Sperm Selection for High Fertilisation Rate, Not Sex Selection
In an IVF cycle, sperm selection is done to select mature, morphologically normal and active sperm with fertilisation potential for in vitro fertilisation. This significantly improves the fertilisation rate, increases the embryo acquisition rate and improves the quality of the embryos. Although the chromosome carried by the sperm determines the sex of the embryo, it is not possible to tell in advance whether the sperm carries an X chromosome or a Y chromosome, so it is not possible to screen the sperm to achieve the goal of having a boy.

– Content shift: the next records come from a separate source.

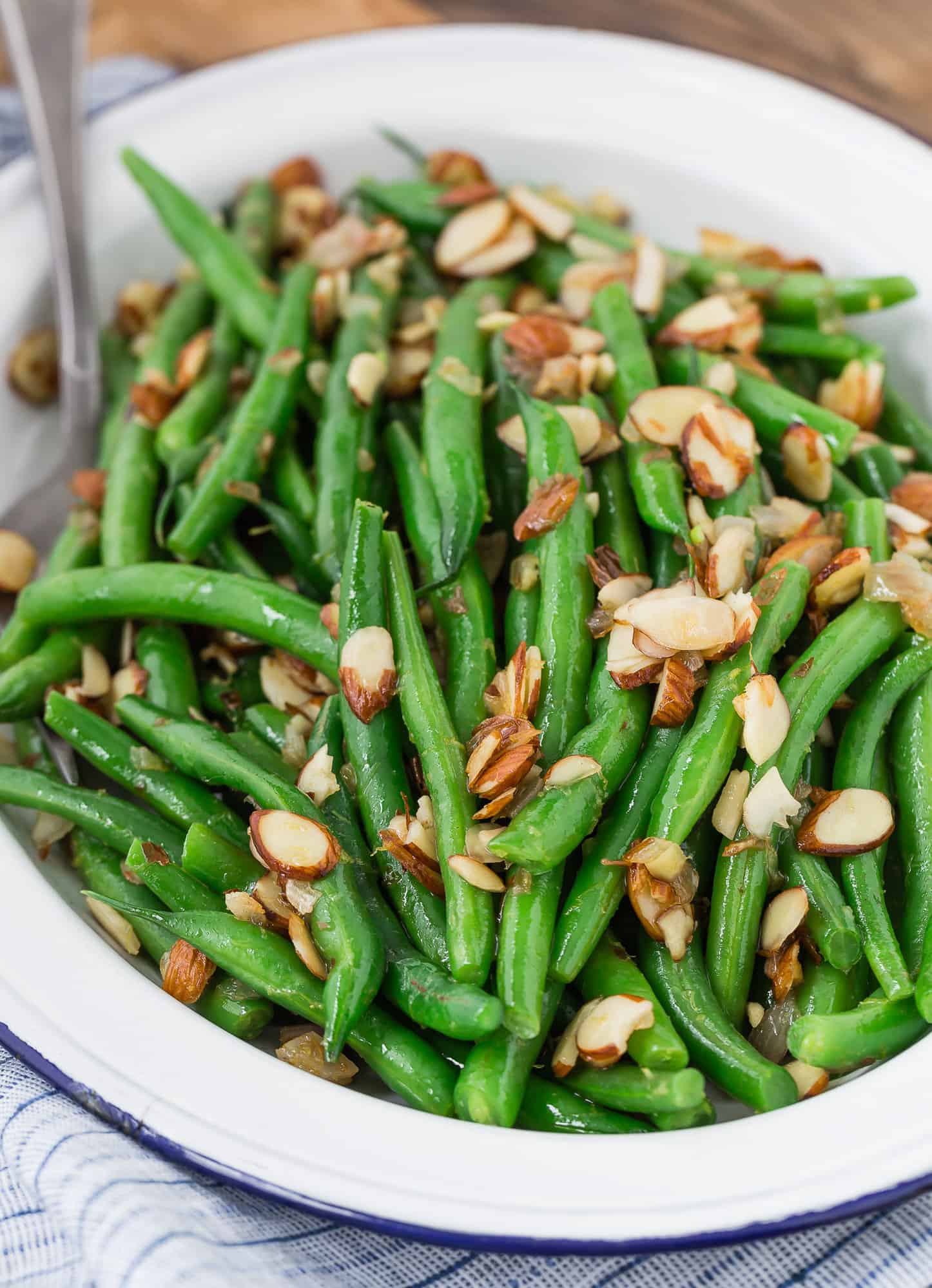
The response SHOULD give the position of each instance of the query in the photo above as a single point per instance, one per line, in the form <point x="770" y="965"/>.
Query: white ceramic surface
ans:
<point x="688" y="139"/>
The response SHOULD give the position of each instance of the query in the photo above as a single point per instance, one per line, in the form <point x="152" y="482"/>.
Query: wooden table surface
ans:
<point x="872" y="53"/>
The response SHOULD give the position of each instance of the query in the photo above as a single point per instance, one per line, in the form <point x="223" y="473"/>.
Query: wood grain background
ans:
<point x="879" y="54"/>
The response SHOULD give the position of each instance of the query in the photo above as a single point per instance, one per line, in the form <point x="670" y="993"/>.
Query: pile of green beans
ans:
<point x="367" y="568"/>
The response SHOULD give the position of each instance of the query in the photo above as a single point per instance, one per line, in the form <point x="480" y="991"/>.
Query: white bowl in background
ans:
<point x="689" y="139"/>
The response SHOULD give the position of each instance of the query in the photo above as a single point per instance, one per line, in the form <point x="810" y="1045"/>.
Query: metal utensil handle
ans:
<point x="46" y="40"/>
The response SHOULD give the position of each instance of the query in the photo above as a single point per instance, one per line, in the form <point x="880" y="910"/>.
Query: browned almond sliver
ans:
<point x="368" y="673"/>
<point x="186" y="972"/>
<point x="292" y="845"/>
<point x="851" y="821"/>
<point x="813" y="552"/>
<point x="662" y="415"/>
<point x="808" y="461"/>
<point x="719" y="447"/>
<point x="783" y="916"/>
<point x="549" y="505"/>
<point x="841" y="580"/>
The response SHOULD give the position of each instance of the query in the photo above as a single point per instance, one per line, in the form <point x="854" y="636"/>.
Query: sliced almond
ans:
<point x="726" y="817"/>
<point x="719" y="447"/>
<point x="293" y="845"/>
<point x="19" y="559"/>
<point x="850" y="821"/>
<point x="783" y="916"/>
<point x="603" y="1035"/>
<point x="674" y="701"/>
<point x="572" y="769"/>
<point x="368" y="673"/>
<point x="766" y="716"/>
<point x="549" y="219"/>
<point x="810" y="1081"/>
<point x="476" y="874"/>
<point x="662" y="415"/>
<point x="769" y="804"/>
<point x="808" y="461"/>
<point x="186" y="973"/>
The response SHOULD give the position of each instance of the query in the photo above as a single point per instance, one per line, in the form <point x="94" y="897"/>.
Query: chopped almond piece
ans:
<point x="850" y="821"/>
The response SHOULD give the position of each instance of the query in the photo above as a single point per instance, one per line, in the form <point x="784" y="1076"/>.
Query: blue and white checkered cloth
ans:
<point x="84" y="1206"/>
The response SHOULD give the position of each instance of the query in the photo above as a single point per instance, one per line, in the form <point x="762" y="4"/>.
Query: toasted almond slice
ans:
<point x="627" y="665"/>
<point x="810" y="1080"/>
<point x="603" y="1035"/>
<point x="729" y="809"/>
<point x="19" y="559"/>
<point x="244" y="907"/>
<point x="368" y="673"/>
<point x="766" y="716"/>
<point x="293" y="845"/>
<point x="572" y="769"/>
<point x="115" y="924"/>
<point x="677" y="927"/>
<point x="808" y="461"/>
<point x="662" y="415"/>
<point x="516" y="245"/>
<point x="719" y="447"/>
<point x="306" y="947"/>
<point x="841" y="580"/>
<point x="471" y="231"/>
<point x="622" y="590"/>
<point x="683" y="624"/>
<point x="674" y="701"/>
<point x="813" y="552"/>
<point x="707" y="323"/>
<point x="728" y="564"/>
<point x="476" y="874"/>
<point x="549" y="219"/>
<point x="650" y="276"/>
<point x="851" y="821"/>
<point x="769" y="804"/>
<point x="665" y="860"/>
<point x="783" y="916"/>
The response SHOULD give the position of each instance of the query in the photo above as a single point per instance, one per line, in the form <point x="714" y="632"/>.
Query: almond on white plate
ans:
<point x="848" y="821"/>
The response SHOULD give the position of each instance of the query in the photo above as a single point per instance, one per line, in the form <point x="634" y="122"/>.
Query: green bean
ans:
<point x="264" y="611"/>
<point x="715" y="1045"/>
<point x="376" y="749"/>
<point x="108" y="818"/>
<point x="470" y="924"/>
<point x="849" y="644"/>
<point x="640" y="1091"/>
<point x="269" y="964"/>
<point x="597" y="889"/>
<point x="552" y="1107"/>
<point x="494" y="1079"/>
<point x="912" y="763"/>
<point x="772" y="407"/>
<point x="452" y="423"/>
<point x="230" y="272"/>
<point x="226" y="1003"/>
<point x="347" y="425"/>
<point x="701" y="763"/>
<point x="112" y="751"/>
<point x="875" y="1031"/>
<point x="609" y="972"/>
<point x="877" y="470"/>
<point x="341" y="921"/>
<point x="265" y="410"/>
<point x="418" y="987"/>
<point x="163" y="652"/>
<point x="902" y="424"/>
<point x="866" y="524"/>
<point x="56" y="660"/>
<point x="462" y="604"/>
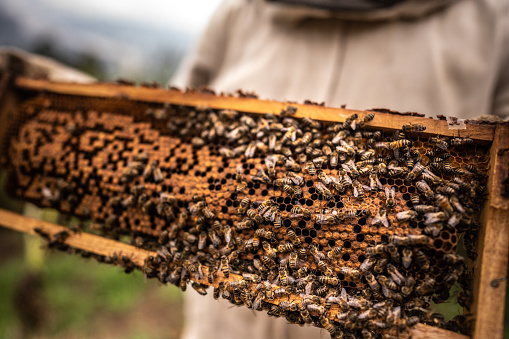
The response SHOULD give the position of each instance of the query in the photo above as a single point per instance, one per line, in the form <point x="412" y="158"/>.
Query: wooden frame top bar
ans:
<point x="391" y="121"/>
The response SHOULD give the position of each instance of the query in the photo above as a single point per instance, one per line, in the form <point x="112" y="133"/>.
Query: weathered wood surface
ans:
<point x="480" y="133"/>
<point x="107" y="247"/>
<point x="491" y="265"/>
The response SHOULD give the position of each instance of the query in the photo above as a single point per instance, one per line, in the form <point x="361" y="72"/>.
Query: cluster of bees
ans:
<point x="342" y="159"/>
<point x="317" y="177"/>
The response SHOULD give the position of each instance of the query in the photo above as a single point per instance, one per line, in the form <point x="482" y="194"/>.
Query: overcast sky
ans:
<point x="129" y="35"/>
<point x="191" y="15"/>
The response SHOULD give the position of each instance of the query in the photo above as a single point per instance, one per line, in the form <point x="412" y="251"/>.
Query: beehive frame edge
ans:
<point x="107" y="247"/>
<point x="491" y="265"/>
<point x="495" y="235"/>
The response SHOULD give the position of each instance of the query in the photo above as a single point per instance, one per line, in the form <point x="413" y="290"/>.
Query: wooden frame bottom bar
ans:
<point x="107" y="247"/>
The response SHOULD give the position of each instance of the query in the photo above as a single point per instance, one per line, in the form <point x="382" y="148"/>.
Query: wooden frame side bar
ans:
<point x="480" y="133"/>
<point x="491" y="266"/>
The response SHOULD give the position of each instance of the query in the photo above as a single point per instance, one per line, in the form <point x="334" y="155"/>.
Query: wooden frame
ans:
<point x="490" y="267"/>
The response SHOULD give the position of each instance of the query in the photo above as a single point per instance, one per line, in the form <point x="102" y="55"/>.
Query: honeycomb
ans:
<point x="215" y="192"/>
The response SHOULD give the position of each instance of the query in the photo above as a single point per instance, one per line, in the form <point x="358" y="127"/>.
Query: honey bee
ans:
<point x="395" y="274"/>
<point x="214" y="239"/>
<point x="296" y="179"/>
<point x="456" y="204"/>
<point x="415" y="172"/>
<point x="377" y="249"/>
<point x="327" y="325"/>
<point x="425" y="209"/>
<point x="461" y="141"/>
<point x="167" y="198"/>
<point x="202" y="240"/>
<point x="422" y="260"/>
<point x="333" y="159"/>
<point x="454" y="259"/>
<point x="374" y="182"/>
<point x="284" y="248"/>
<point x="393" y="252"/>
<point x="207" y="213"/>
<point x="261" y="176"/>
<point x="333" y="281"/>
<point x="414" y="239"/>
<point x="367" y="264"/>
<point x="426" y="287"/>
<point x="325" y="219"/>
<point x="277" y="221"/>
<point x="253" y="214"/>
<point x="294" y="238"/>
<point x="225" y="268"/>
<point x="387" y="282"/>
<point x="438" y="142"/>
<point x="244" y="205"/>
<point x="358" y="190"/>
<point x="390" y="197"/>
<point x="413" y="128"/>
<point x="264" y="206"/>
<point x="283" y="277"/>
<point x="406" y="215"/>
<point x="324" y="178"/>
<point x="245" y="224"/>
<point x="321" y="189"/>
<point x="289" y="190"/>
<point x="380" y="218"/>
<point x="424" y="187"/>
<point x="269" y="251"/>
<point x="241" y="187"/>
<point x="310" y="168"/>
<point x="406" y="259"/>
<point x="373" y="284"/>
<point x="334" y="253"/>
<point x="435" y="217"/>
<point x="400" y="143"/>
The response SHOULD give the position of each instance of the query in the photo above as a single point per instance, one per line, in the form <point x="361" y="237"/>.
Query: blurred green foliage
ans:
<point x="83" y="298"/>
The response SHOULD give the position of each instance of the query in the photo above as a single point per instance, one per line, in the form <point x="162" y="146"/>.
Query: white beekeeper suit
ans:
<point x="437" y="57"/>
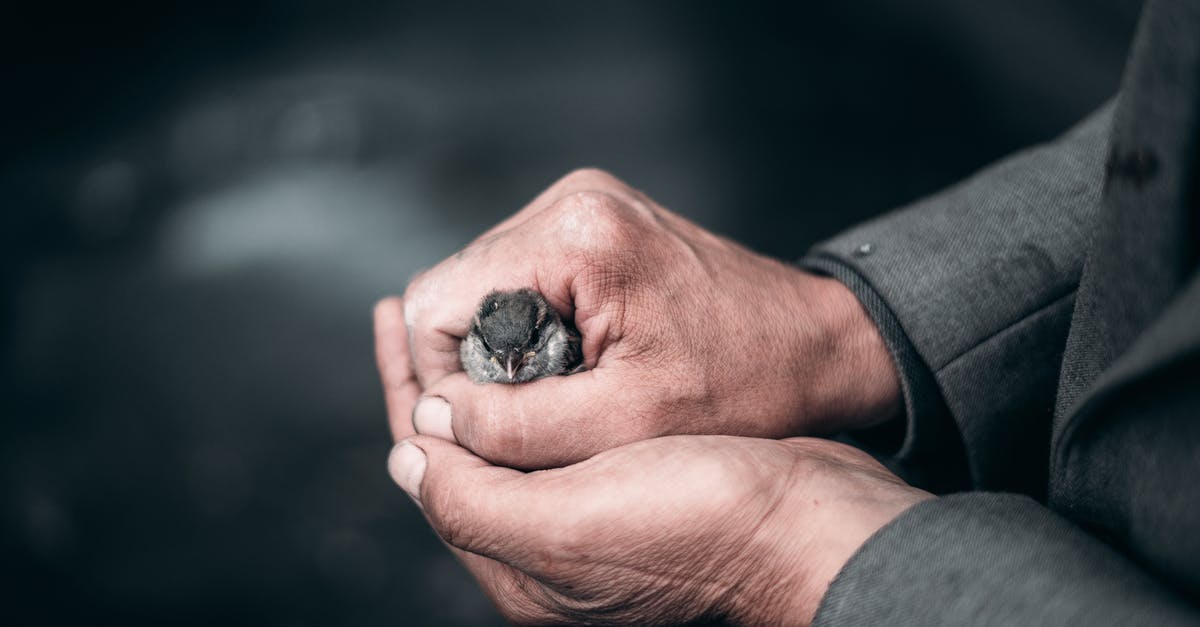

Cultivation of blastocysts to improve pregnancy and live birth rates
Fertilised eggs formed by in vitro fertilisation are further cultured in the laboratory to form early embryos. On the third day of culture, the embryo is cleavage and on the fifth day, the embryo is blastocyst. There are numerous advantages of culturing blastocysts; they have a low rate of chromosomal abnormalities, high developmental potential, more physiological timing of implantation, higher pregnancy and live birth rates, and a reduced risk of multiple pregnancies and ectopic pregnancies. Although there is a saying that transferring blastocysts gives birth to a higher percentage of boys than girls, there is no scientific basis for this, and the breeding of blastocysts is only for the purpose of increasing the pregnancy rate and live birth rate, and is not used for gender selection.
Embryo Selection for Embryo Transfer, Picking High Quality Embryos to Enhance Success Rate
Embryo selection is the process of rating the development of embryos during the embryo culture process and selecting the higher rated quality embryos for transfer. Both cleavage embryos and blastocysts have their own grading standards, for example, for cleavage embryos on the 3rd day, 7 – 9 cell grade I – II embryos are high quality embryos; for blastocysts on the 5th day, stage 3 – 6 BB grade and above are high quality embryos (blastocysts are ranked in the order of their qualities: AA, AB, BA, BB > AC, BC, CA, CB > CC, AA, AB, BA, BB are high quality blastocysts, and CC is the worst and cannot be used). The higher the rating, the better the quality of the embryo and the higher the developmental potential after transfer. However, selective embryo transfer is different from pre-implantation genetic diagnosis in 3G IVF, where blastocyst cells are directly chromosomally characterised, whereas in the former, only the higher ‘value’ embryos are selected from the formed embryos in order to increase the pregnancy rate.
In summary, the operations in an IVF cycle are designed to help infertile couples achieve their fertility goals, not to increase the likelihood of having a boy.